=Paper=
{{Paper
|id=Vol-3890/paper-35
|storemode=property
|title=Integration of variation data through SPARQL Micro-Services
|pdfUrl=https://ceur-ws.org/Vol-3890/paper-35.pdf
|volume=Vol-3890
}}
==Integration of variation data through SPARQL Micro-Services==
Integration of variation data through SPARQL
Micro-Services
Frederic Metereau1 , Franck Michel1 , Pierre Larmande2,3,∗ , Guilhem Sempere3,4 and
Catherine Faron1
1
Université Côte d’Azur, Inria, CNRS, I3S (UMR 7271), France
2
DIADE, IRD, Univ. Montpellier, CIRAD, Montpellier, France
3
French Institute of Bioinformatics (IFB)—South Green Bioinformatics Platform, Bioversity, CIRAD, INRAE, IRD,
Montpellier, France
4
Intertryp, CIRAD, INRAE, IRD, Montpellier, France
Abstract
Integrating genetic variations data is essential to understand the interactions involving multiple genes in
complex diseases. However, managing and extracting meaningful information from a large volume of
genotyping data is challenging. This work aims to interconnect efficiently a MongoDB database with
an RDF database through SPARQL Micro-Services. We first developed an RDF Model reusing existing
ontologies and implemented it. Then, we evaluated some examples of queries interconnecting two
applications Gigwa (MongoDB) and AgroLD (SPARQL endpoint).
Keywords
Knowledge Graphs, MongoDB, FAIR data, Genetic variations, Bioinformatics
Genetic variation refers to discrepancies in the DNA sequence among individuals. This
variability in the genome accounts for distinctions in traits like eye colour and blood group,
as well as a person’s susceptibility to certain diseases. While specific traits and diseases can
be attributed to variants in single genes, common conditions such as diabetes, heart disease,
various cancers, Alzheimer’s disease, and Parkinson’s disease to name a few, result from
intricate interactions involving multiple genes and environmental factors. Over 80 million
variant sites in the human genome have been identified, encompassing single nucleotide
polymorphisms (SNPs), insertions and deletions (indels), and other structural variants. The
processing of genetic variation data can reach several Gigabytes to several Terabytes. Indeed,
each genome of individuals is stored and compared to the reference genome of the species.

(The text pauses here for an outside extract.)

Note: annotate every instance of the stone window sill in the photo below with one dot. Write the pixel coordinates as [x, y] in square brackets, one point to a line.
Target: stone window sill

Thus, the analysis and exploration of this data is a real challenge. A solution to this problem is
to use NoSQL databases tailored to manage large volumes of data with low latency. However,
they lack semantics when the data must be extracted and compared with other data types
such as phenotypes, diseases or gene function. The Semantic Web provides an answer to this
SWAT4HCLS 2024: The 15th International Conference on Semantic Web Applications and Tools for Health Care and Life
Sciences
∗
Corresponding author.
Envelope-Open frederic.metereau@etu.univ-cotedazur.fr (F. Metereau); fmichel@i3s.unice.fr (F. Michel); pierre.larmande@ird.fr
(P. Larmande); guilhem.sempere@cirad.fr (G. Sempere); faron@i3s.unice.fr (C. Faron)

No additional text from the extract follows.